The extreme conditions of climbing Mt. Everest, and the risks involved, hardly seem worth it to us regular folks who can’t even imagine voluntarily subjecting oneself to such an ordeal:
Just ahead of them, a man from another party was in trouble, staggering around and gasping for air. His body had became hypoxic and his oxygen-starved brain began to swell. His team buzzed their doctor at a camp below on a two-way radio, who reassured them that he would be OK. Grocott, an expert in high-altitude sickness, had a different opinion: it was clear to him that the man was dying. “It often happens,” says Grocott. “If you’re a doctor on a mountain, you expect to be called on to help people.”
As the light began to fade and the temperature dropped, the man’s condition worsened. Vijay Ahuja, a medical student in Grocott’s team, insisted they get involved. The stricken man’s colleagues conceded there was a problem, but it was now too dark to take him down to safety.

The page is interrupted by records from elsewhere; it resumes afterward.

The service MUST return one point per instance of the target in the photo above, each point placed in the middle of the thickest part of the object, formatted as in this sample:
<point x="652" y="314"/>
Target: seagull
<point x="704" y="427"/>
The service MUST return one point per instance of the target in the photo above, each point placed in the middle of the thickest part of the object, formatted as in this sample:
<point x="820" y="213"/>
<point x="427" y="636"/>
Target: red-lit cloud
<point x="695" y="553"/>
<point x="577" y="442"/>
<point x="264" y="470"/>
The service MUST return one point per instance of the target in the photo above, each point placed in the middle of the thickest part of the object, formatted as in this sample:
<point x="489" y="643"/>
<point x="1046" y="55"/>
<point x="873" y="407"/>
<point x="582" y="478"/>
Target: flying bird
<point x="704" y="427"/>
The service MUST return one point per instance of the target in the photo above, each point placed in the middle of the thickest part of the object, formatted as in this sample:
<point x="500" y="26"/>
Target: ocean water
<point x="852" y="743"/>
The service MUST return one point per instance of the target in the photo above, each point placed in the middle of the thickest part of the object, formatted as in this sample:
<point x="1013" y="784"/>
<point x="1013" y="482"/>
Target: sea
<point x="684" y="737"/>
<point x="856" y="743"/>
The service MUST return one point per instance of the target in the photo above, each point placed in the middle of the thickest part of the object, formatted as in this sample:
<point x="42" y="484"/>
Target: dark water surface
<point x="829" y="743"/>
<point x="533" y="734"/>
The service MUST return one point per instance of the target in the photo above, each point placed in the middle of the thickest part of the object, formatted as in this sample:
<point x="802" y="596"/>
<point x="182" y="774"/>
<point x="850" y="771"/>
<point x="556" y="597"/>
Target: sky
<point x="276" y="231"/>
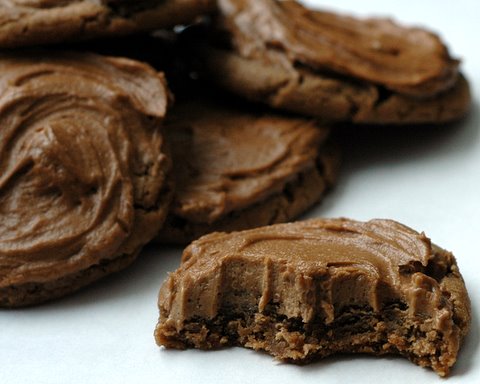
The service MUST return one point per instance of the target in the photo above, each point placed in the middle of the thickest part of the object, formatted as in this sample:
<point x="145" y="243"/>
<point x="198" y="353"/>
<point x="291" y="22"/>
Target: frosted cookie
<point x="334" y="67"/>
<point x="310" y="289"/>
<point x="238" y="168"/>
<point x="31" y="22"/>
<point x="83" y="175"/>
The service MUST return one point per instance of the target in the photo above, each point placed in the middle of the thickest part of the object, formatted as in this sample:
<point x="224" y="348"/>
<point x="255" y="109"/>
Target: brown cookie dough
<point x="334" y="67"/>
<point x="236" y="168"/>
<point x="306" y="290"/>
<point x="31" y="22"/>
<point x="83" y="174"/>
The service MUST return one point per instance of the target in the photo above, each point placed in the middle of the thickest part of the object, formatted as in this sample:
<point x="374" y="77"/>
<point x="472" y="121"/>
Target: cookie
<point x="334" y="67"/>
<point x="237" y="168"/>
<point x="27" y="23"/>
<point x="83" y="182"/>
<point x="306" y="290"/>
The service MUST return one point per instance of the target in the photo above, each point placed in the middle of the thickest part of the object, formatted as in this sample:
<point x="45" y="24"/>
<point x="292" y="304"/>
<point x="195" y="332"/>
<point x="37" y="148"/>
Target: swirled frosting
<point x="32" y="22"/>
<point x="310" y="289"/>
<point x="82" y="173"/>
<point x="409" y="61"/>
<point x="229" y="158"/>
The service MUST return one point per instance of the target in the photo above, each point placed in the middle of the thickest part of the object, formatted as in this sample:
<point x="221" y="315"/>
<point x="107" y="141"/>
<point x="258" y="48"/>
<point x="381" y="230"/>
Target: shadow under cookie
<point x="29" y="23"/>
<point x="333" y="67"/>
<point x="306" y="290"/>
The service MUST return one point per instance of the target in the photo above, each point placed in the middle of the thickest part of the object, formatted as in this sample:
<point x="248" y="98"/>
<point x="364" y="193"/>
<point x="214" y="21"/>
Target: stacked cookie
<point x="96" y="161"/>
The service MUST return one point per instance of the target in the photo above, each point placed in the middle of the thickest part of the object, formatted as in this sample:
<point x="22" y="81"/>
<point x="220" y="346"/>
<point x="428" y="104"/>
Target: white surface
<point x="427" y="178"/>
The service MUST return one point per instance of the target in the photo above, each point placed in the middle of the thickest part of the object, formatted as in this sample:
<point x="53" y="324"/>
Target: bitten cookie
<point x="334" y="67"/>
<point x="31" y="22"/>
<point x="310" y="289"/>
<point x="82" y="171"/>
<point x="236" y="168"/>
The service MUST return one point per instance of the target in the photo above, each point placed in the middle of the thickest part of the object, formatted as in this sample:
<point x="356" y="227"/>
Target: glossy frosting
<point x="82" y="173"/>
<point x="228" y="158"/>
<point x="410" y="61"/>
<point x="310" y="270"/>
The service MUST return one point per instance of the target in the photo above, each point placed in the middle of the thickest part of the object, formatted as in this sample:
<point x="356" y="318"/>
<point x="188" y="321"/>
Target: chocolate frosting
<point x="230" y="158"/>
<point x="410" y="61"/>
<point x="312" y="270"/>
<point x="82" y="173"/>
<point x="33" y="22"/>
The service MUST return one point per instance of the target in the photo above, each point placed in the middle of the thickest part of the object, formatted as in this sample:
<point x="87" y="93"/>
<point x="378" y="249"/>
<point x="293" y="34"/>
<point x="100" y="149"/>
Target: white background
<point x="427" y="178"/>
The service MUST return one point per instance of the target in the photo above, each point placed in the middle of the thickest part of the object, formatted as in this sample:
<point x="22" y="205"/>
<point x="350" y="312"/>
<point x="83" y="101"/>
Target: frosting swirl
<point x="81" y="163"/>
<point x="410" y="61"/>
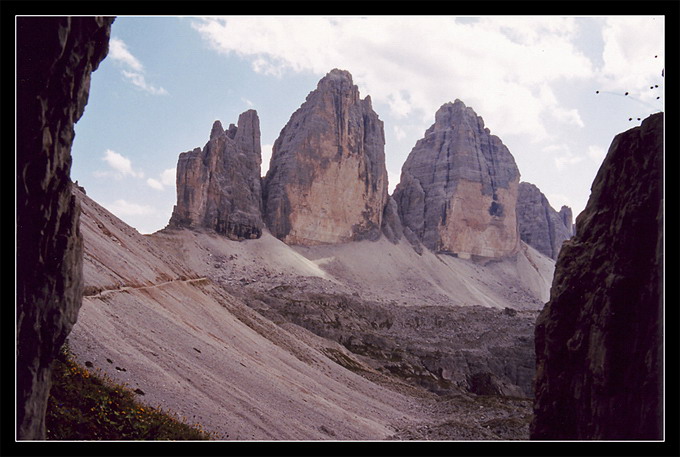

Recognising the seriousness of the situation, one of the doctors on Grocott’s team, Dan Martin, began treatment. Martin worked through the night, managing to keep the seriously ill climber alive until dawn, when the patient’s team were able to transport him down the mountain.
But doctors are studying what’s going on here, and it can be helpful to people who would never think of ascending anything other than a small hill. That’s because there’s something about altitude sickness that’s very mysterious—it doesn’t just strike those in bad condition. In fact, it appears to strike rather randomly:
Health and fitness have no bearing on human oxygen efficiency: Xtreme Everest has taken 70-year-old civilians up the mountain with no problems, but fit, young military personnel have had to turn back. The issue is genetic, and for the last ten years Xtreme Everest has been trying to identify the specific genes concerned, which in turn might allow scientists to develop drugs that would mimic oxygen-efficient physiology. About 325,000 people are treated in ICUs in the UK each year, and Britons have a one in five chance of ending up in one at some point. Around 80,000 British people die from oxygen-related problems in ICUs every year.
In 2007, the following experiment was conducted. It was quite elaborate:
Sixty scientists, medics and researchers were recruited; 198 members of the public would trek to Base Camp, making themselves hypoxic in the process, and be tested. There would be 60-odd tests on most members of the party, with 15 climbing on to the 8,850-metre-high summit, where they would set up a lab and take the highest-altitude, lowest-oxygen blood samples in history. The simple aim: to discover the key difference between the bodies of the people who coped with the drop in oxygen and those who did not.
Results of the experiment indicated the difference was in the mitochondria. Later studies (published in 2017) of Sherpas—the people who guide expeditions, live in the area, and whose bodies have evolved over time to cope with the altitude—found something astounding:
The Sherpas were not only using oxygen to make ATP more efficiently than lowlanders, but also while the energy levels in the muscles of lowlanders drop at altitude as oxygen becomes scarcer, the energy levels in Sherpa muscles increases. “It is an extraordinary finding,” says Murray. “They need oxygen like we do, but in that low-oxygen environment, they produce not just more energy than us lowlanders, but they themselves have more energy than they do at sea level. In other words, as they climb upwards into the environment where they have adapted for thousands of years, they become healthier.
This can guide researchers who are attempting to produce drugs to help ICU patients and others with hypoxia.